The kinematics of late type stars in the solar cylinder studied with SDSS data


Abstract in English

We study the velocity distribution of Milky Way disk stars in a kiloparsec-sized region around the Sun, based on ~ 2 million M-type stars from DR7 of SDSS, which have newly re-calibrated absolute proper motions from combining SDSS positions with the USNO-B catalogue. We estimate photometric distances to all stars, accurate to ~ 20 %, and combine them with the proper motions to derive tangential velocities for this kinematically unbiased sample of stars. Based on a statistical de-projection method we then derive the vertical profiles (to heights of Z = 800 pc above the disk plane) for the first and second moments of the three dimensional stellar velocity distribution.
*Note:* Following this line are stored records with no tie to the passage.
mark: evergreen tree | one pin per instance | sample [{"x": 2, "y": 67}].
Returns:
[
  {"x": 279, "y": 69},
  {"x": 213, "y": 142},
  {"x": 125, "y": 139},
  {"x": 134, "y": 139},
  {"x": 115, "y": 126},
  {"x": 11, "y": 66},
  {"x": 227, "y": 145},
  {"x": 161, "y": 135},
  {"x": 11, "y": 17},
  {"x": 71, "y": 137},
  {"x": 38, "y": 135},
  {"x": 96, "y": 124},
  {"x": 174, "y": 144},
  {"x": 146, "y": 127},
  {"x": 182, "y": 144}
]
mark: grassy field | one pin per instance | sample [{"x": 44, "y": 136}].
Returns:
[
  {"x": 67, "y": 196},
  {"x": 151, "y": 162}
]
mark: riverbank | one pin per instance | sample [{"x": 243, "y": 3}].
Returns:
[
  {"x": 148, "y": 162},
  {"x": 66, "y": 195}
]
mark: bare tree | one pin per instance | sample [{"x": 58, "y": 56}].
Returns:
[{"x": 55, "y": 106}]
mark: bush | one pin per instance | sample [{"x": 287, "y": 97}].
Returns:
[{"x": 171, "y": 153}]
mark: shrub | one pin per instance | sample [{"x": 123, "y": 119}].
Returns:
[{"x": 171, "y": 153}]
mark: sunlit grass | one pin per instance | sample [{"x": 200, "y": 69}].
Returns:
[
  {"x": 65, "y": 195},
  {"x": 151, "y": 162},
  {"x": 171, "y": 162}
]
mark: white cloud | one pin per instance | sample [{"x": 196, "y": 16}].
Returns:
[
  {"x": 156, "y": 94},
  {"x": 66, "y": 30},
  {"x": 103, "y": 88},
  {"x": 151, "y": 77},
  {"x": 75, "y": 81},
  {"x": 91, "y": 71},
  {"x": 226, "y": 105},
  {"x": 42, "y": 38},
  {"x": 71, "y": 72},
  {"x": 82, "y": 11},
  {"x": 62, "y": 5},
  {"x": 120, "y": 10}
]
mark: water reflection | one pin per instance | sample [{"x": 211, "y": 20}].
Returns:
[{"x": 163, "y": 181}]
We find that <W> = -7 +/- 1 km/s and <U> = -9 +/- 1 km/s, independent of height above the mid-plane, reflecting the Suns motion with respect to the local standard of rest. In contrast, <V> changes distinctly from -20 +/- 2 km/s in the mid-plane to <V> = -32 km/s at Z = 800 pc, reflecting an asymmetric drift of the stellar mean velocity that increases with height. All three components of the M-star velocity dispersion show a strong linear rise away from the mid-plane, most notably sigma_{ZZ}, which grows from 18 km/s (Z = 0) to 40 km/s (at Z = 800 pc). We determine the orientation of the velocity ellipsoid, and find a significant vertex deviation of 20 to 25 degrees, which decreases only slightly to heights of Z = 800 pc. Away from the mid-plane, our sample exhibits a remarkably large tilt of the velocity ellipsoid towards the Galactic plane, which reaches 20 deg. at Z = 800 pc and which is not easily explained. Finally, we determine the ratio sigma^2_{phiphi}/sigma^2_{RR} near the mid-plane, which in the epicyclic approximation implies an almost perfectly flat rotation curve at the Solar radius.